A cheerful clutch of girls and boys wearing Baath party T-shirts jitterbugs down the corridor: first-time voters flashing purple fingers. A solemn Hosn Khalil Abdel Hay, accompanied by her twin girls, states: "Voting is my right, for my children. I vote for stability and security." A deaf man in a plaid shirt holds up a purple thumb as he passes.

The stadium’s chief volunteer Nazih Sharafuddin says many have come from Mlieha, the insurgent stronghold in Eastern Ghouta. “So the rebels are firing mortars at their own people.
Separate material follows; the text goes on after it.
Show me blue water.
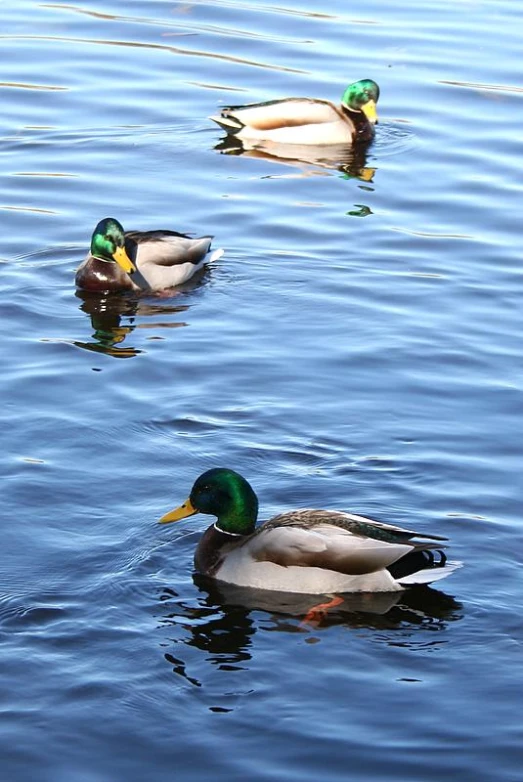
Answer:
[0,0,523,782]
We have 120 mortars a day from Mleiha, 6,000” since the war began. “Two thousand people come here every day to get rations” from the distribution centre run by the Syrian Arab Red Crescent.
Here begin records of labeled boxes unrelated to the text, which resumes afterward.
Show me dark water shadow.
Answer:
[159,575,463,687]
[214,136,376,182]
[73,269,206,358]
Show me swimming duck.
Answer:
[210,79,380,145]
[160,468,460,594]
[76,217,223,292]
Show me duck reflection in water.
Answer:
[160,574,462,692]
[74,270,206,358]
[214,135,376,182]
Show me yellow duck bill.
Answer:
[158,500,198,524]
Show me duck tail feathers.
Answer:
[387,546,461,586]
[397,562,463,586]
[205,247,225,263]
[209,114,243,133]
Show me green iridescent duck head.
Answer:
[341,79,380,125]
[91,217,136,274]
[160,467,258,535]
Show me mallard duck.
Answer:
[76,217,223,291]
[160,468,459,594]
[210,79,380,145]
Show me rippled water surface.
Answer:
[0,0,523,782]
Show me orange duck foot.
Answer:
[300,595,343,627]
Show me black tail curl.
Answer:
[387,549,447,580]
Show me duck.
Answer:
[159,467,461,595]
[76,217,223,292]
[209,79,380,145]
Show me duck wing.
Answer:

Not far from the stadium is a protestant church: among the death notices plastered to the gateposts is one for a soldier killed in action. Abu George, commander of the national guardsmen in this sector, warns us against entering "sniper alley," the direct route back to central Damascus.

At a table in the polling station in a basement reception room of the Holy Cross Orthodox church in the QASSA residential area sit two lady volunteers processing voters and two women appointed by the ruling Baath party to observe balloting on behalf of Dr Assad’s rivals.

His monitors, four men in white T-shirts and baseball caps sit on a row of chairs ranged against the wall.

George Fardoul (84), born and raised during the French mandate, is voting for the first time. He abstained until three candidates contested.

“This election marks the beginning of democratic change. I want Syria to return to peaceful times,” states Mr Fardoul, once the agent for a US toothbrush firm. His father was a railway engineer on the Damascus-Homs route.

Ballot box At the elegant, historic Jawdat Hashemi school near the luxurious Four Seasons Hotel a troupe of 18-year old students proffer their identity cards, mark their ballots, fold them into envelopes, stuff them in the ballot box and dip a finger into the inkpot as we watch on the television Dr Assad and his British-born wife Asma cast their votes at a school in the diplomatic quarter. The Jawdat Hashemi school, once a French army barracks, was the first to award the baccalaureate.

Nahr Aisha is a poor breeze-block building neighbourhood in the central district of Midan not far from the “hot” Yarmouk suburb where pro- and anti-government Palestinians continue to battle.

At a tiny polling station on the main road a crush of men and women seek to thrust their ballots into the nearly full opaque plastic ballot box. More than 1,000 had voted by noon.

Hanadi Turkmani (37) a pretty woman in a headscarf, her daughter at her side, says, “I voted in all previous elections and I think this election is important for Syria, for security.”

‘Safety, security’

Down a narrow street voters queue outside two schools across from one another. Hanadi Ahmed, a large woman in a black cloak who always votes, her aunt Amira al-Laham and her daughter Marwa complain that they had to wait an hour to vote. “Safety, security,” are the words on their lips as a pair of mortars thuds nearby. “We are used to them,” Hanadi says with a smile.

Separately, at least 50 mortars struck at random in central Damascus yesterday, including two that screamed low overhead while I was sitting down to tea in the evening with a friend in a garden in the diplomatic quarter of Abu Rammaneh.

One struck a café nearby, drawing ambulances, the other did not explode. War planes promptly went into action against insurgents in the Eastern Ghouta.